Татьяну Алексеевну Павкову выпустили в 55-м. Как будто ничего и не было. Амнистию объявили, но судимость не погасили. «Прощай, Павкова, не поминай лихом!»

– Меня вышвырнули на свободу, но возвращаться в Москву запретили. Я могла бы нарушить запрет и поехать, несмотря ни на что, но за эти годы не накопила даже на билет – работу в канцелярии в стаж не зачли (я ведь работала там неофициально). У меня не было денег, не было крыши над головой. Вот один из самых страшных дней в моей жизни. Я провела десять лет в ожидании освобождения, а, оказавшись на свободе, вернулась в лагерь по собственной воле. После нескольких часов за забором я пришла к Подушкину и попросила дать мне работу. Следующим же утром я вновь села за свой рабочий стол. Теперь свободная. Эксперимент товарища Сталина удался – тюрьмой для человека становилось не сооружение пенитенциарной системы, но его собственная судьба.

Меня выпустили на свободу, но я возвратила себя в лагерь. На что же ты еще жалуешься, Павкова? Видишь, а ты говорила, что у нас плохо! Мы тебя не приглашали обратно, но ты пришла! Хочешь у нас работать? Ну, не знаем… Нам нужно подумать… Ладно, ладно, мы же уже столько лет друзья! Ты посмотри, как гуманен Советский Союз! Ты перевоспиталась, и теперь мы дадим тебе и зарплату, и комнату в общежитии! Радуйся, Павкова, восхваляй и оплакивай вождя.

Я все еще не могла вернуться «домой», но наконец получила возможность писать письма. Первым делом я взяла отгул и, одолжив у коллег денег на дорогу, съездила в свердловский адресный стол. Там я составила три запроса: на мужа, дочь и Лешиных родителей.

«Как скоро мне ответят?»

«Никто не знает», – спокойно произнесла безликая женщина.

Я понимала, что не стоит ограничиваться лишь адресным столом. Письма пошли в МИД, МВД и КГБ. Я писала в суды с требованием снять с меня судимость и разрешить вернуться в Москву, я писала во все известные мне детские дома. Едва ли не каждый день я составляла новый запрос. Если раньше я мечтала о дне освобождения, то теперь с нетерпением ждала казенного письма со словом «реабилитирована». Мне хотелось отправиться в путешествие, правда, я до сих пор не знала куда. Кого я найду первым: Алексея или Асю? Где он? Где она? Если Леша получил пятнадцать лет – значит, ему осталось еще пять, если двадцать пять – еще десять. «Но теперь это ничего, теперь это ерунда. Пережили войну – переживем и это!»

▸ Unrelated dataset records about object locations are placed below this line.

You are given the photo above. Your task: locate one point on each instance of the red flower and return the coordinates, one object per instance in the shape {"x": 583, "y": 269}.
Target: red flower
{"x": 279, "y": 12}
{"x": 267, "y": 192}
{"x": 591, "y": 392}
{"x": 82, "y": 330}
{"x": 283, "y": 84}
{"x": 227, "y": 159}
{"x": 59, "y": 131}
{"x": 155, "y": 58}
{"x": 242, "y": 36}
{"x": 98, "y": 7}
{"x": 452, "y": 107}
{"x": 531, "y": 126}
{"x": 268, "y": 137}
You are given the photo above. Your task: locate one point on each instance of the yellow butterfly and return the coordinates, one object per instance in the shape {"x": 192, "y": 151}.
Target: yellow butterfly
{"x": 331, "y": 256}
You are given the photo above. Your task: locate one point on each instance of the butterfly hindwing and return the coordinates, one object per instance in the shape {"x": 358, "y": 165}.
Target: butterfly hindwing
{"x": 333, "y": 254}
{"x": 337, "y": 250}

Они реабилитировали меня в 57-м. Советская власть не извинилась, но поставила меня перед фактом. Вы спрашивали? Мы отвечаем: да, бывали перегибы на местах. На ваш счет мы, быть может, и погорячились. Хотите в Москву? Ну, возвращайтесь в свою Москву.

В столицу я не вернулась, но отправилась в Минск. Кроме могилы отца, в Москве у меня больше ничего не было. В Минске нашлась мама Леши. Приехав сюда, я узнала, что она потеряла мужа, которого пьяный немецкий офицер на спор забил бутылкой. О судьбе сына свекровь по-прежнему ничего не знала. Я осталась жить здесь, в этой квартире. Свекровь предлагала мне устроиться переводчицей в Академию наук БССР, но я попросилась на почту.

– Зачем? – теперь уже не скрывая, что слушает, спрашивает дядя Гриша.

– У меня был план…

Что я умела? Работать с документами. Чем меня могла напугать советская власть? Ничем. Так я начала копаться в чужих письмах. Меня не интересовали интриги или семейные скандалы, но я искала лишь тех, чьи дети оказались в детских домах. Я хотела оптимизировать поиски. Здесь нужно понимать, что напрямую никто об этом не говорил – советские граждане давным-давно овладели искусством метафоры, но намеки в письмах были. К тому же, вскрывая чужую переписку, я могла отслеживать официальные запросы. В конце концов я смогла найти несколько десятков матерей, которые, как и я, искали своих детей.

Разбросав по почтовым ящикам конверты, вручив телеграммы, я отправлялась по адресам, которые интересовали только меня. Без прелюдий и увертюр, с порога, да-да, в те самые советские времена, я объявляла, для чего пришла.

«Я знаю, что вы сидели…»

«Что?»

«Я тоже. Ваша дочь была в детском доме?»

«Да».

«Можно я пройду?»

Не бесполезная, но настоящая перепись населения. История отсидевшей страны. Татьяна Алексеевна проходила в кухню и объясняла, что по-прежнему ничего не знает о собственной дочери.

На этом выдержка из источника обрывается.